Enquanto isso, a confiança promove comprometimento, motivação e fluxo rápido de informações. Mas não é qualquer tipo de confiança. Estamos falando aqui da confiança na entrega de resultados que se baseia, justamente, nas competências das pessoas.
Lembro-me de uma empresa que se encantou tanto com a ideia da competência-confiança que se ‘esqueceu’ dos resultados para que essa cultura funcionasse e potencializasse o sucesso. Focou na confiança, mas não promoveu a competência para o desempenho esperado.
Desde então, sempre saliento: líderes devem desenvolver e confiar em pessoas e times com foco em resultados, que olham para o sucesso da aplicação de suas competências e não apenas valorizem o esforço empreendido.
Dessa forma, a liderança torna-se ainda mais fundamental, mas não de forma centralizadora e na operação do dia a dia mas, sim, no seu papel mais importante: alocar os talentos certos para os desafios, delegar e ajudá-los a crescer. Na prática, a liderança se torna orquestradora de recursos atuando tanto na priorização, quanto no alinhamento estratégico e ajuste contínuo de rotas.
Ao invés de microgestão e lógica de poder, os líderes podem assumir visão crítica e sistêmica ampla e identificar novas oportunidades.
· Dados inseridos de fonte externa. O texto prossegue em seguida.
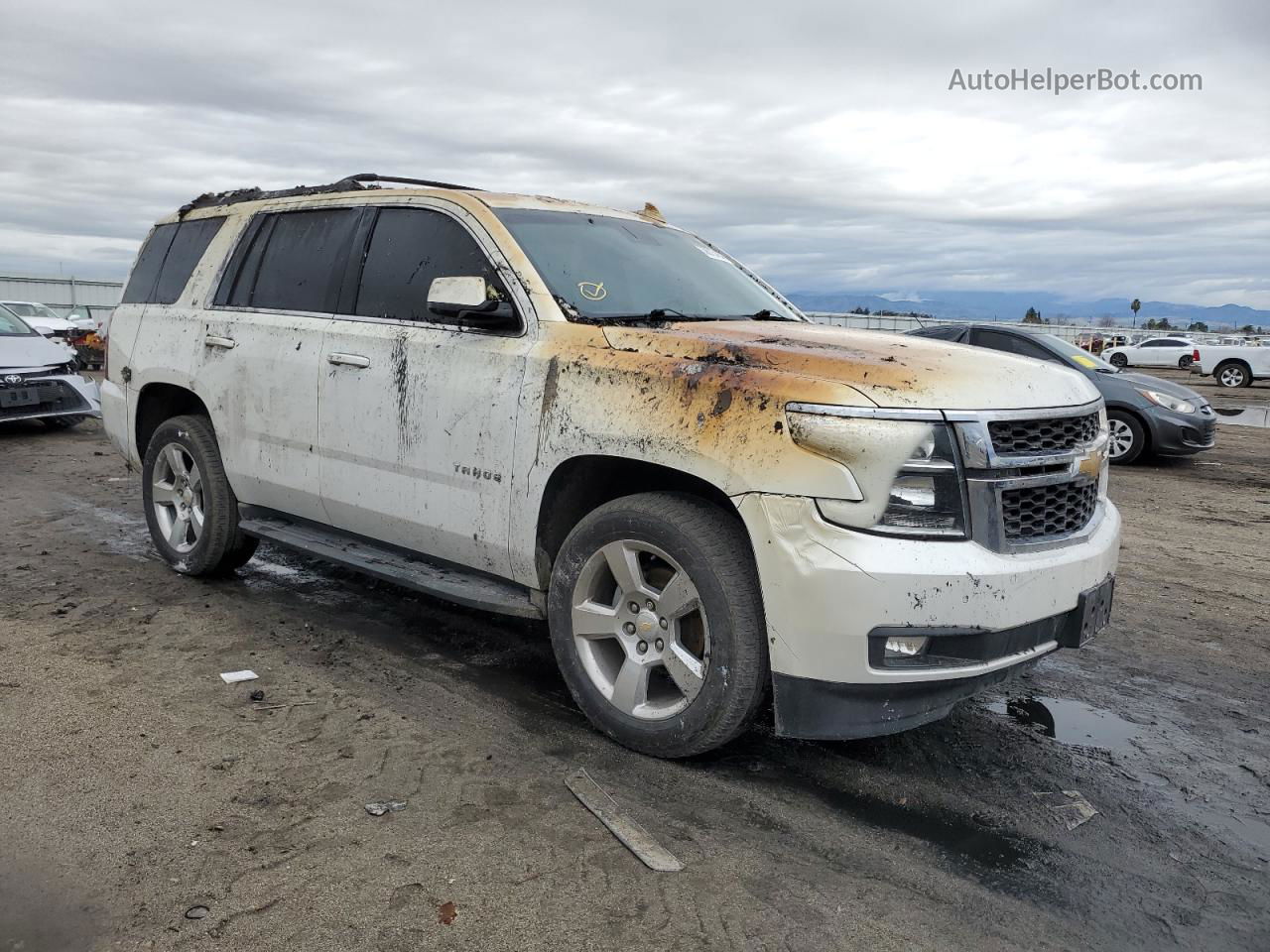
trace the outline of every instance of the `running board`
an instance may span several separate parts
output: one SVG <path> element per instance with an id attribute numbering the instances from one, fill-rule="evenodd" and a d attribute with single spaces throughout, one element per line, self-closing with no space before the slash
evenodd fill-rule
<path id="1" fill-rule="evenodd" d="M 453 602 L 456 605 L 514 614 L 521 618 L 546 617 L 542 608 L 532 600 L 531 590 L 514 581 L 424 556 L 409 555 L 339 529 L 295 522 L 281 515 L 265 515 L 259 509 L 239 519 L 239 528 L 248 536 L 298 548 L 376 579 Z"/>

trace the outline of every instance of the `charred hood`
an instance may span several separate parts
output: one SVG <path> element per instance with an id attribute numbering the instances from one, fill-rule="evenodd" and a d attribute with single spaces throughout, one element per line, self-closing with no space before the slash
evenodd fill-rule
<path id="1" fill-rule="evenodd" d="M 940 340 L 820 324 L 608 325 L 605 338 L 620 350 L 745 366 L 846 385 L 883 407 L 1024 410 L 1073 406 L 1099 397 L 1085 377 L 1057 364 Z"/>

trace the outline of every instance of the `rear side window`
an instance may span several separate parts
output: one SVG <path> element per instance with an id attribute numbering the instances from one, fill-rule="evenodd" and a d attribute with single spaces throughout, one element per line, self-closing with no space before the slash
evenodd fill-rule
<path id="1" fill-rule="evenodd" d="M 335 312 L 361 215 L 361 208 L 320 208 L 258 216 L 234 254 L 216 303 Z"/>
<path id="2" fill-rule="evenodd" d="M 959 341 L 965 336 L 965 327 L 956 325 L 945 327 L 922 327 L 913 331 L 914 338 L 935 338 L 936 340 Z"/>
<path id="3" fill-rule="evenodd" d="M 137 255 L 123 303 L 175 303 L 224 223 L 225 218 L 196 218 L 157 226 Z"/>
<path id="4" fill-rule="evenodd" d="M 1053 360 L 1062 363 L 1054 354 L 1043 348 L 1035 340 L 1029 340 L 1021 334 L 1002 334 L 996 330 L 977 330 L 974 343 L 991 350 L 1003 350 L 1007 354 L 1030 357 L 1034 360 Z"/>
<path id="5" fill-rule="evenodd" d="M 423 208 L 382 208 L 362 265 L 353 314 L 406 321 L 441 321 L 428 311 L 433 278 L 483 277 L 500 292 L 489 258 L 447 215 Z"/>

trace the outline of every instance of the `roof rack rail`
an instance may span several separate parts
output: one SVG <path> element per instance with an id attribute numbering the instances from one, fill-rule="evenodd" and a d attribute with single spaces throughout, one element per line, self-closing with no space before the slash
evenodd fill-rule
<path id="1" fill-rule="evenodd" d="M 448 182 L 429 182 L 428 179 L 400 179 L 391 175 L 378 175 L 373 171 L 363 171 L 358 175 L 347 175 L 339 182 L 331 182 L 326 185 L 296 185 L 295 188 L 281 188 L 273 192 L 265 192 L 260 188 L 237 188 L 229 192 L 207 192 L 198 198 L 187 202 L 178 211 L 177 215 L 184 218 L 185 215 L 194 211 L 196 208 L 218 208 L 227 204 L 237 204 L 240 202 L 259 202 L 265 198 L 291 198 L 293 195 L 325 195 L 334 192 L 361 192 L 363 189 L 380 188 L 373 184 L 375 182 L 395 182 L 406 185 L 427 185 L 429 188 L 451 188 L 462 192 L 480 192 L 479 188 L 471 188 L 469 185 L 453 185 Z"/>
<path id="2" fill-rule="evenodd" d="M 396 182 L 401 185 L 427 185 L 428 188 L 453 188 L 460 192 L 483 192 L 484 189 L 474 188 L 472 185 L 456 185 L 452 182 L 433 182 L 432 179 L 403 179 L 396 175 L 380 175 L 373 171 L 363 171 L 357 175 L 349 175 L 348 182 Z"/>

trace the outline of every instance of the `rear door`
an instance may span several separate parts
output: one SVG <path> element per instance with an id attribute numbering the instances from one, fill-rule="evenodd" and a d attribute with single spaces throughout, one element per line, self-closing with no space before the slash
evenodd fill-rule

Além disso, passam a atuar como ‘servidores’ de times que se autodesenvolvem e não como pseudo-heróis que precisam estar presentes em todas as decisões.
O resumo da proposta de uma cultura baseada na competência-confiança encontra-se na tabela abaixo:
Naturalmente, a construção de uma nova cultura e a adaptação total à ideia da competência-confiança dependerão do timing e da estratégia de cada empresa. Quanto maior a relevância da inovação, da solução de problemas complexos e da agilidade na estratégia planejada, maior a necessidade dessa ‘virada’ que, às vezes, exige, inclusive, a troca de alguns líderes que se negam a atuar de forma integradora e servidora.
É que muitos deles continuam viciados no modelo administrativo que aprenderam desde o início do século passado e ainda não perceberam que, em especial, as novas gerações e a era digital trazem necessidades e oportunidades totalmente distintas para o futuro.
Isso sem falar nas demandas altamente complexas que questões ambientais e sociais ainda trarão às nossas empresas exigindo, cada vez mais, adaptabilidade, responsabilidade e inovação.
Abraçar a ideia da competência-confiança é entender que o dinamismo talvez seja a maior fonte de vantagem competitiva para os negócios. É entender e praticar, de fato, condições para que todo o potencial humano seja desenvolvido e aproveitado dentro das organizações.
É criar condições para a construção do futuro, ao invés de simplesmente, se manter em uma posição de esperar que ele aconteça com a gente.
Enfim, estamos vivendo uma nova era da Administração de Empresas. Você já percebeu isso? Consegue identificar seus vícios reflexivos e comportamentais do passado enquanto exerce seu papel de líder? Assumir isso é o primeiro passo. Boa jornada para a mudança!